その日の夜。

窓を開けて星空を眺めながら彼からの電話を待つ。

昨日、楓くんと一緒に見た星が綺麗に輝いていた。

今日は、たくさん良いことがあった。

唯花ちゃんに初めて話せたこと。

ずっと話したいと思っていたから、それを実行できて嬉しかった。

以前までは、学校どころか外に1歩踏み出すと声が出なくなっていたから、今では少しずつ前に進んでいると自分でも思う。

それに良いことはまだあって、喫茶店でまた楓くんと会えたこと。

いつかと同じようにカフェオレを頼むと、またラテアートがしてあって、今度は大きなスターが2つ表面に描かれていた。

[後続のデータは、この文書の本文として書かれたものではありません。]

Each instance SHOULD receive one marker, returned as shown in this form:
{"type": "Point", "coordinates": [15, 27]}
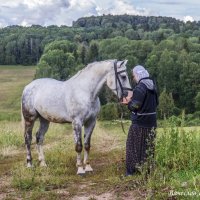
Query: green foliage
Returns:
{"type": "Point", "coordinates": [109, 112]}
{"type": "Point", "coordinates": [197, 101]}
{"type": "Point", "coordinates": [58, 61]}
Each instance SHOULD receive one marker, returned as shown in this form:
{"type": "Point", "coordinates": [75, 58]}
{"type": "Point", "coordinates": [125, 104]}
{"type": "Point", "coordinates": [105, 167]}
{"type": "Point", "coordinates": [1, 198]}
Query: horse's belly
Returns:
{"type": "Point", "coordinates": [54, 114]}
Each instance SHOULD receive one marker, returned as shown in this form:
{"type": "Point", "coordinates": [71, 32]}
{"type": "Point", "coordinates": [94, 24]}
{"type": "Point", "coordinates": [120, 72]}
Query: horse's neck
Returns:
{"type": "Point", "coordinates": [93, 79]}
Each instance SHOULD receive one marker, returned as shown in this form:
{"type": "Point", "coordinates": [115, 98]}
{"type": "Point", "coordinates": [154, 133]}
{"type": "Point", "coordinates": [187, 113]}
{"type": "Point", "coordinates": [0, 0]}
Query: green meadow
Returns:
{"type": "Point", "coordinates": [176, 174]}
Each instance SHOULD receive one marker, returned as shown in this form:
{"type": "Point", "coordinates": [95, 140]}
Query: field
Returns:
{"type": "Point", "coordinates": [177, 157]}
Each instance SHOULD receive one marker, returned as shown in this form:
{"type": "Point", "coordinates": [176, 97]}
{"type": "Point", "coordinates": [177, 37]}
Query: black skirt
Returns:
{"type": "Point", "coordinates": [139, 147]}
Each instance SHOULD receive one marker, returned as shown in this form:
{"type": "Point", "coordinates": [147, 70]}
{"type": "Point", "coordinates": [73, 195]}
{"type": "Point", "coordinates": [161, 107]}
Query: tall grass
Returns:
{"type": "Point", "coordinates": [177, 164]}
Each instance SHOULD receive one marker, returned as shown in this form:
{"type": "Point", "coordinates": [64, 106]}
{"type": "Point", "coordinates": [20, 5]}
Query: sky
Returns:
{"type": "Point", "coordinates": [64, 12]}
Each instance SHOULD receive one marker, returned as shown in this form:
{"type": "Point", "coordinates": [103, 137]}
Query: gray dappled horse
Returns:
{"type": "Point", "coordinates": [73, 101]}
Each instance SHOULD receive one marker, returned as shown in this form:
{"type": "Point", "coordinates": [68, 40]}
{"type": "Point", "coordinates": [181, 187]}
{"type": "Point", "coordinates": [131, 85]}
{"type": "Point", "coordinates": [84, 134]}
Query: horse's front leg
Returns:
{"type": "Point", "coordinates": [88, 127]}
{"type": "Point", "coordinates": [78, 146]}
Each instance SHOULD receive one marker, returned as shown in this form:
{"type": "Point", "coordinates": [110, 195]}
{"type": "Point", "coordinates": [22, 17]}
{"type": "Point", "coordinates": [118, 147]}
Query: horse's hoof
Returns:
{"type": "Point", "coordinates": [88, 168]}
{"type": "Point", "coordinates": [80, 171]}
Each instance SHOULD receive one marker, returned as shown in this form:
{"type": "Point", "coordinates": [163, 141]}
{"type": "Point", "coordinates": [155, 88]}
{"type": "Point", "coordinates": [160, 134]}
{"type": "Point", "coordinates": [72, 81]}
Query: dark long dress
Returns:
{"type": "Point", "coordinates": [141, 137]}
{"type": "Point", "coordinates": [139, 148]}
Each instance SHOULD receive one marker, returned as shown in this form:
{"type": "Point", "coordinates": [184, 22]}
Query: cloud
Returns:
{"type": "Point", "coordinates": [188, 18]}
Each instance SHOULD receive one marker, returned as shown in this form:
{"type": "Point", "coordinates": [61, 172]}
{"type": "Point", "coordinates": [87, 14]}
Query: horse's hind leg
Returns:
{"type": "Point", "coordinates": [28, 127]}
{"type": "Point", "coordinates": [77, 126]}
{"type": "Point", "coordinates": [88, 127]}
{"type": "Point", "coordinates": [44, 125]}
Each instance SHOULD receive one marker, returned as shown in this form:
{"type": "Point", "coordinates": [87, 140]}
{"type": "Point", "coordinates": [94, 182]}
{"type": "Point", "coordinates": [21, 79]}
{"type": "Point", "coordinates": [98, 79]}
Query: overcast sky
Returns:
{"type": "Point", "coordinates": [63, 12]}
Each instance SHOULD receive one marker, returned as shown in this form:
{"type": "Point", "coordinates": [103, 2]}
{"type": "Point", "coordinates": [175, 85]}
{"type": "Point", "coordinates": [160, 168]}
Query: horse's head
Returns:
{"type": "Point", "coordinates": [117, 79]}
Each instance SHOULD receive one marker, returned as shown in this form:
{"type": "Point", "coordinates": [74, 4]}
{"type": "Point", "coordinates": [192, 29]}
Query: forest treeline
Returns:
{"type": "Point", "coordinates": [168, 48]}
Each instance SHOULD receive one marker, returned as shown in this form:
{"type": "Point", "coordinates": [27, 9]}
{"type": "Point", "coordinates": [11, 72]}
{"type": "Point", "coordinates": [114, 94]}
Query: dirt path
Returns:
{"type": "Point", "coordinates": [86, 188]}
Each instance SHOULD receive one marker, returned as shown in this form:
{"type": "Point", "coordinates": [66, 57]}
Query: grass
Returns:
{"type": "Point", "coordinates": [177, 170]}
{"type": "Point", "coordinates": [176, 175]}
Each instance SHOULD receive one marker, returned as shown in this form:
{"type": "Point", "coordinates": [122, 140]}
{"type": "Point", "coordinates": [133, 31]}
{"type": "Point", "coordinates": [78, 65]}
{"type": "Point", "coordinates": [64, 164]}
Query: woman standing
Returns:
{"type": "Point", "coordinates": [141, 136]}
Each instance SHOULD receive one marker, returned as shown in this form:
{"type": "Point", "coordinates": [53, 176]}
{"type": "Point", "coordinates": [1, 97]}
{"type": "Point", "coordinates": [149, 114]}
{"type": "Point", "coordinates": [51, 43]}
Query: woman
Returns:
{"type": "Point", "coordinates": [141, 136]}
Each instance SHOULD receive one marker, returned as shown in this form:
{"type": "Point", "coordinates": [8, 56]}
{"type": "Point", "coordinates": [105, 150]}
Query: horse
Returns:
{"type": "Point", "coordinates": [73, 101]}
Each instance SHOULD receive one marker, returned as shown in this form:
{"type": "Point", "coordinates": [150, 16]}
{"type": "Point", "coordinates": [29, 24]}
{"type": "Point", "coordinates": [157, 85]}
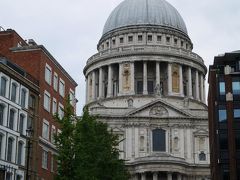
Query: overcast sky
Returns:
{"type": "Point", "coordinates": [70, 29]}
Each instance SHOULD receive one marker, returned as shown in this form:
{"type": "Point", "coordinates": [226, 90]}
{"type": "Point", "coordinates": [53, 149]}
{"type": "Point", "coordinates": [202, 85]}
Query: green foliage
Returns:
{"type": "Point", "coordinates": [87, 150]}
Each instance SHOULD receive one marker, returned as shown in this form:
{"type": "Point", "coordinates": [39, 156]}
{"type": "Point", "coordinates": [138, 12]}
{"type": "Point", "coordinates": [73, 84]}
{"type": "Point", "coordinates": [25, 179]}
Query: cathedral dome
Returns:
{"type": "Point", "coordinates": [144, 12]}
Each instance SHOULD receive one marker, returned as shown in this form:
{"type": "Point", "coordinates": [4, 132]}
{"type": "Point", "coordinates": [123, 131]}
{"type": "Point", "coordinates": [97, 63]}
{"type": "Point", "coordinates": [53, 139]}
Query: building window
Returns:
{"type": "Point", "coordinates": [139, 37]}
{"type": "Point", "coordinates": [159, 38]}
{"type": "Point", "coordinates": [1, 145]}
{"type": "Point", "coordinates": [222, 115]}
{"type": "Point", "coordinates": [14, 92]}
{"type": "Point", "coordinates": [168, 39]}
{"type": "Point", "coordinates": [55, 81]}
{"type": "Point", "coordinates": [62, 88]}
{"type": "Point", "coordinates": [48, 74]}
{"type": "Point", "coordinates": [47, 101]}
{"type": "Point", "coordinates": [175, 41]}
{"type": "Point", "coordinates": [130, 38]}
{"type": "Point", "coordinates": [222, 88]}
{"type": "Point", "coordinates": [2, 108]}
{"type": "Point", "coordinates": [21, 123]}
{"type": "Point", "coordinates": [20, 152]}
{"type": "Point", "coordinates": [23, 97]}
{"type": "Point", "coordinates": [44, 159]}
{"type": "Point", "coordinates": [45, 130]}
{"type": "Point", "coordinates": [236, 87]}
{"type": "Point", "coordinates": [236, 113]}
{"type": "Point", "coordinates": [53, 132]}
{"type": "Point", "coordinates": [72, 97]}
{"type": "Point", "coordinates": [54, 108]}
{"type": "Point", "coordinates": [60, 111]}
{"type": "Point", "coordinates": [149, 37]}
{"type": "Point", "coordinates": [11, 119]}
{"type": "Point", "coordinates": [121, 40]}
{"type": "Point", "coordinates": [159, 140]}
{"type": "Point", "coordinates": [10, 149]}
{"type": "Point", "coordinates": [32, 102]}
{"type": "Point", "coordinates": [3, 86]}
{"type": "Point", "coordinates": [114, 42]}
{"type": "Point", "coordinates": [139, 87]}
{"type": "Point", "coordinates": [202, 156]}
{"type": "Point", "coordinates": [141, 143]}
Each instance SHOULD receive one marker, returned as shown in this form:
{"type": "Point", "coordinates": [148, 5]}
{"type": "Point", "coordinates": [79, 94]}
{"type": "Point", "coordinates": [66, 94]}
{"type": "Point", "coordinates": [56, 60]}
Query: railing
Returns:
{"type": "Point", "coordinates": [145, 49]}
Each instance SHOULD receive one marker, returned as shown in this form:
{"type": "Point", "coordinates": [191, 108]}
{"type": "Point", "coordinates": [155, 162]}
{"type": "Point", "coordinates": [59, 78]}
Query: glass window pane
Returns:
{"type": "Point", "coordinates": [159, 141]}
{"type": "Point", "coordinates": [222, 115]}
{"type": "Point", "coordinates": [236, 87]}
{"type": "Point", "coordinates": [236, 113]}
{"type": "Point", "coordinates": [222, 88]}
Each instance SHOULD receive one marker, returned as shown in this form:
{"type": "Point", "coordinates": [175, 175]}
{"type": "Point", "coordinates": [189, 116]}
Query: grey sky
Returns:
{"type": "Point", "coordinates": [70, 29]}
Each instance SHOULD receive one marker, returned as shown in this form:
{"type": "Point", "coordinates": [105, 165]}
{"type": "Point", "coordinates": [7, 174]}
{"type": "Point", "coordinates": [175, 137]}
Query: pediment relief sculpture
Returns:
{"type": "Point", "coordinates": [158, 111]}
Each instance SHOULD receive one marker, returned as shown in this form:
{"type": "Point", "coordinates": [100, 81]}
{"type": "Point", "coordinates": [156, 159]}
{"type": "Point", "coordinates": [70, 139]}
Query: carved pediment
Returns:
{"type": "Point", "coordinates": [159, 108]}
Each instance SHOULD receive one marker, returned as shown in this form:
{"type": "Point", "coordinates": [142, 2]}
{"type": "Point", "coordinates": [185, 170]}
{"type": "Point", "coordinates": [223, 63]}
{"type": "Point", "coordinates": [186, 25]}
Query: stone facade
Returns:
{"type": "Point", "coordinates": [149, 86]}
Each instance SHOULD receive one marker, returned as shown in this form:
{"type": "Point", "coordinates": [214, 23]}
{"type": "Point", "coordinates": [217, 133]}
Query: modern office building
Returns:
{"type": "Point", "coordinates": [148, 85]}
{"type": "Point", "coordinates": [16, 99]}
{"type": "Point", "coordinates": [224, 116]}
{"type": "Point", "coordinates": [55, 84]}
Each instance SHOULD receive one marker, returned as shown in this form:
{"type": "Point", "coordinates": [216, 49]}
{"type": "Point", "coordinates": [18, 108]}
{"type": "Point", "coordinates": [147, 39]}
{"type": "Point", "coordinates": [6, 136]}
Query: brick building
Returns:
{"type": "Point", "coordinates": [55, 84]}
{"type": "Point", "coordinates": [224, 116]}
{"type": "Point", "coordinates": [18, 100]}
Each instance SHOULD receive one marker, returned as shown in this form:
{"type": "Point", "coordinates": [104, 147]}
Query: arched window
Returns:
{"type": "Point", "coordinates": [13, 92]}
{"type": "Point", "coordinates": [1, 114]}
{"type": "Point", "coordinates": [11, 119]}
{"type": "Point", "coordinates": [159, 140]}
{"type": "Point", "coordinates": [21, 123]}
{"type": "Point", "coordinates": [1, 142]}
{"type": "Point", "coordinates": [202, 156]}
{"type": "Point", "coordinates": [3, 86]}
{"type": "Point", "coordinates": [10, 149]}
{"type": "Point", "coordinates": [20, 152]}
{"type": "Point", "coordinates": [23, 97]}
{"type": "Point", "coordinates": [141, 143]}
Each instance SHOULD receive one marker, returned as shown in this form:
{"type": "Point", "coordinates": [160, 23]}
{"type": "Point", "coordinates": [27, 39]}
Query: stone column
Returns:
{"type": "Point", "coordinates": [145, 91]}
{"type": "Point", "coordinates": [189, 82]}
{"type": "Point", "coordinates": [110, 83]}
{"type": "Point", "coordinates": [143, 176]}
{"type": "Point", "coordinates": [157, 73]}
{"type": "Point", "coordinates": [93, 85]}
{"type": "Point", "coordinates": [169, 176]}
{"type": "Point", "coordinates": [86, 82]}
{"type": "Point", "coordinates": [132, 78]}
{"type": "Point", "coordinates": [197, 85]}
{"type": "Point", "coordinates": [201, 87]}
{"type": "Point", "coordinates": [181, 80]}
{"type": "Point", "coordinates": [155, 176]}
{"type": "Point", "coordinates": [100, 83]}
{"type": "Point", "coordinates": [89, 89]}
{"type": "Point", "coordinates": [169, 79]}
{"type": "Point", "coordinates": [120, 80]}
{"type": "Point", "coordinates": [179, 176]}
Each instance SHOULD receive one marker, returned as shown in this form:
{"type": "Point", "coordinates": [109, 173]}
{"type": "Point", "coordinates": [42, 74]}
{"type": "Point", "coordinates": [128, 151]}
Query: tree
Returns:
{"type": "Point", "coordinates": [64, 142]}
{"type": "Point", "coordinates": [87, 150]}
{"type": "Point", "coordinates": [97, 157]}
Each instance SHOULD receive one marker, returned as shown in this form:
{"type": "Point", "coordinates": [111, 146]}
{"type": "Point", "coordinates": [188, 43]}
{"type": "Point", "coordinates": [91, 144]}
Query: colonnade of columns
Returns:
{"type": "Point", "coordinates": [194, 81]}
{"type": "Point", "coordinates": [158, 176]}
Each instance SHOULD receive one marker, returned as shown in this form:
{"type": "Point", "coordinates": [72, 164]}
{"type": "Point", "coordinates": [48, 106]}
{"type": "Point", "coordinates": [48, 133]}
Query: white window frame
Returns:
{"type": "Point", "coordinates": [48, 79]}
{"type": "Point", "coordinates": [45, 133]}
{"type": "Point", "coordinates": [44, 159]}
{"type": "Point", "coordinates": [60, 110]}
{"type": "Point", "coordinates": [55, 81]}
{"type": "Point", "coordinates": [53, 132]}
{"type": "Point", "coordinates": [47, 105]}
{"type": "Point", "coordinates": [54, 106]}
{"type": "Point", "coordinates": [62, 91]}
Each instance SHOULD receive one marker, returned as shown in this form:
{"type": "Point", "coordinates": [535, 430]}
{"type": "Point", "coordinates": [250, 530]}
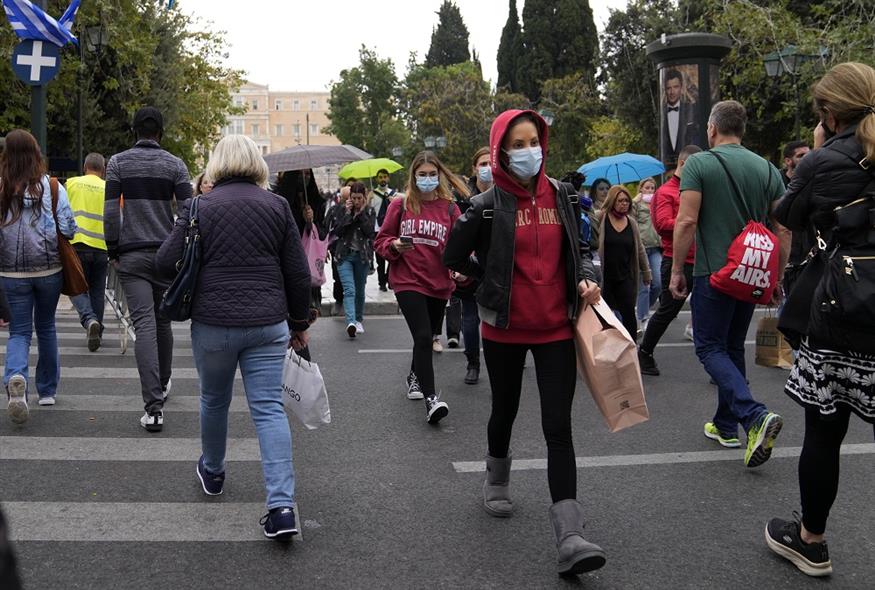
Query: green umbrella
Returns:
{"type": "Point", "coordinates": [369, 168]}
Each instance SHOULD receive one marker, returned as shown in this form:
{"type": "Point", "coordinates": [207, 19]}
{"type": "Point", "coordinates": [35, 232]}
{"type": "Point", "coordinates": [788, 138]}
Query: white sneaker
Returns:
{"type": "Point", "coordinates": [152, 422]}
{"type": "Point", "coordinates": [17, 406]}
{"type": "Point", "coordinates": [688, 332]}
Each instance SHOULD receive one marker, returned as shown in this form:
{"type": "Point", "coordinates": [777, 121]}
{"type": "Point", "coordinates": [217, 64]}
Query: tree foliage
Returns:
{"type": "Point", "coordinates": [153, 56]}
{"type": "Point", "coordinates": [510, 50]}
{"type": "Point", "coordinates": [449, 40]}
{"type": "Point", "coordinates": [363, 107]}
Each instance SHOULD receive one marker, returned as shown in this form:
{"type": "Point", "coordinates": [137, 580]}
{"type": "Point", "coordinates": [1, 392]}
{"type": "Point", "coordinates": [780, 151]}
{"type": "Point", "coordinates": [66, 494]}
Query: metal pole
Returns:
{"type": "Point", "coordinates": [38, 107]}
{"type": "Point", "coordinates": [80, 100]}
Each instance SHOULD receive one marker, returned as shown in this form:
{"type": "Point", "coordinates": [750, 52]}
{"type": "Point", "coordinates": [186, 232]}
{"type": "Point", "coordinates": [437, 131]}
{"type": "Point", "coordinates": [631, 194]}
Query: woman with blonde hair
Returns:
{"type": "Point", "coordinates": [833, 188]}
{"type": "Point", "coordinates": [250, 304]}
{"type": "Point", "coordinates": [413, 237]}
{"type": "Point", "coordinates": [623, 257]}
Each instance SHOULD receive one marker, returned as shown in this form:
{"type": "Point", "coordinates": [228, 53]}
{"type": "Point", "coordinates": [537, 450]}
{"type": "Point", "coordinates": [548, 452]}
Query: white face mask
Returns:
{"type": "Point", "coordinates": [525, 162]}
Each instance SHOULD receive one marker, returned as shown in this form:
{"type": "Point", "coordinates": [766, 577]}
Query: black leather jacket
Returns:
{"type": "Point", "coordinates": [488, 228]}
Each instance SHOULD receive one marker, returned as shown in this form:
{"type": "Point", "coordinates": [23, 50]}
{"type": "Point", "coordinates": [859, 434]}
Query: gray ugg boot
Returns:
{"type": "Point", "coordinates": [496, 488]}
{"type": "Point", "coordinates": [576, 555]}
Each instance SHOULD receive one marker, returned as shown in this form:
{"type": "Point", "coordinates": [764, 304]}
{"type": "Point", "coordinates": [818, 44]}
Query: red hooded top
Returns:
{"type": "Point", "coordinates": [538, 308]}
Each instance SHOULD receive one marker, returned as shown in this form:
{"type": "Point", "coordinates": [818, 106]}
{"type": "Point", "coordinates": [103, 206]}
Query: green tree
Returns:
{"type": "Point", "coordinates": [153, 56]}
{"type": "Point", "coordinates": [452, 101]}
{"type": "Point", "coordinates": [559, 39]}
{"type": "Point", "coordinates": [509, 51]}
{"type": "Point", "coordinates": [363, 106]}
{"type": "Point", "coordinates": [574, 104]}
{"type": "Point", "coordinates": [449, 40]}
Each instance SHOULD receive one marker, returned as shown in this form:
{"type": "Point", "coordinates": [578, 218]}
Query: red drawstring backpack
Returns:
{"type": "Point", "coordinates": [751, 270]}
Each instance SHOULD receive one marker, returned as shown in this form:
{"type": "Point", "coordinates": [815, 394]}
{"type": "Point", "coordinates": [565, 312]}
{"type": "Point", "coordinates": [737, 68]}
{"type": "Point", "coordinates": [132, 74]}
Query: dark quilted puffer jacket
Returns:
{"type": "Point", "coordinates": [253, 268]}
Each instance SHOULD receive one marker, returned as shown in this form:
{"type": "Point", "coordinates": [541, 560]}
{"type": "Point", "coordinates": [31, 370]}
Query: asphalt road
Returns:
{"type": "Point", "coordinates": [388, 501]}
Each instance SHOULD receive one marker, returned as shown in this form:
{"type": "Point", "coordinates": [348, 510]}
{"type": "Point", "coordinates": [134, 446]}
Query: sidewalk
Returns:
{"type": "Point", "coordinates": [376, 301]}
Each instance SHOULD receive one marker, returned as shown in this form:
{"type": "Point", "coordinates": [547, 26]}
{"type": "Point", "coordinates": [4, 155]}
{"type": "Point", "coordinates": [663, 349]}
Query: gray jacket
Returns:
{"type": "Point", "coordinates": [30, 244]}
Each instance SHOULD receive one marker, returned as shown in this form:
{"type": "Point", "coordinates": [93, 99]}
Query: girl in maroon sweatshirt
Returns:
{"type": "Point", "coordinates": [532, 269]}
{"type": "Point", "coordinates": [412, 238]}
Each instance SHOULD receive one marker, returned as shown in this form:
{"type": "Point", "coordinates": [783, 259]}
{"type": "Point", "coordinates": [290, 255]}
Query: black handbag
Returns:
{"type": "Point", "coordinates": [177, 300]}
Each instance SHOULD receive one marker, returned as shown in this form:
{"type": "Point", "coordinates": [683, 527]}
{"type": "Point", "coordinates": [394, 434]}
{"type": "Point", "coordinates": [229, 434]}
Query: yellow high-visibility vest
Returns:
{"type": "Point", "coordinates": [86, 195]}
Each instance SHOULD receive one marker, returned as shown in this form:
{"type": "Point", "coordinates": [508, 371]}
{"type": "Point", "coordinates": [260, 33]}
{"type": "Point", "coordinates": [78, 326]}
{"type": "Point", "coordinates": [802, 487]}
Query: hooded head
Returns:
{"type": "Point", "coordinates": [505, 137]}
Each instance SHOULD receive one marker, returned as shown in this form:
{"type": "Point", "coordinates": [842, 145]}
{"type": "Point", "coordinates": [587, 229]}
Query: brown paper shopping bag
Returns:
{"type": "Point", "coordinates": [607, 359]}
{"type": "Point", "coordinates": [773, 350]}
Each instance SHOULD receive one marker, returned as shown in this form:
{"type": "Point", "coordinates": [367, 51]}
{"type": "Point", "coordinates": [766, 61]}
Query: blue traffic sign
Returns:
{"type": "Point", "coordinates": [36, 62]}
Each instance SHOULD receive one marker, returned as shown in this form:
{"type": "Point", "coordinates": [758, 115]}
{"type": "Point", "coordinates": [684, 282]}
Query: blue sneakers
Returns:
{"type": "Point", "coordinates": [279, 523]}
{"type": "Point", "coordinates": [211, 482]}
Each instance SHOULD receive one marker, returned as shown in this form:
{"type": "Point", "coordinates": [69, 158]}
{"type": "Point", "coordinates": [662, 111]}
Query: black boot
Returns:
{"type": "Point", "coordinates": [473, 374]}
{"type": "Point", "coordinates": [647, 363]}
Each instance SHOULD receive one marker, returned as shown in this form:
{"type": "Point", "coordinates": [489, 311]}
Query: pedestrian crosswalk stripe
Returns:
{"type": "Point", "coordinates": [656, 458]}
{"type": "Point", "coordinates": [145, 448]}
{"type": "Point", "coordinates": [130, 403]}
{"type": "Point", "coordinates": [207, 520]}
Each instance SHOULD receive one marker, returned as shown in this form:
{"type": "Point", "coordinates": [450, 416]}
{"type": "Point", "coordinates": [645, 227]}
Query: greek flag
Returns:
{"type": "Point", "coordinates": [30, 22]}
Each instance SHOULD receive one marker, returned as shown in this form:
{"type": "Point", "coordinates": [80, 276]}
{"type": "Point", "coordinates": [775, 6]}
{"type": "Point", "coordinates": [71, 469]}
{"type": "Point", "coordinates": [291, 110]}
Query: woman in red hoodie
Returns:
{"type": "Point", "coordinates": [532, 269]}
{"type": "Point", "coordinates": [412, 238]}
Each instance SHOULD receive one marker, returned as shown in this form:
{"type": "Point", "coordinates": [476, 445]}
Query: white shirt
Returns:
{"type": "Point", "coordinates": [673, 121]}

楓くんがしたと言っていたけど、私が星が好きなことよく知っているし、徐々にラテアートが上手くなってきているのを肌で感じて嬉しくなった。

そして、もう1つは……。

ちょうど、手に持っているスマホが音をたてて、表示を見ずにすぐに電話にでた。

『もしもし、小春?』

耳元で聴こえる彼の声。

「も、もしもし、楓くん?」

『うん』

夜、楓くんと電話で繋がれることだ。

「バイトお疲れ様」

『ありがとう、小春の声聞けただけで疲れが取れるよ』

その楓くんの言葉に嬉しくなって、胸のドキドキも増す。

声しか届かないはずなのに、速くなる鼓動が伝わってしまいそうだ。

それから、楓くんがバイト先から家に帰るまでの間、いろんな話を交わした。

始業式で校長先生の話が長かったなどくだらない話や楓くんがバイト先でしてくれたラテアートのことなど。

一通り話し終えた頃、あの話題になった。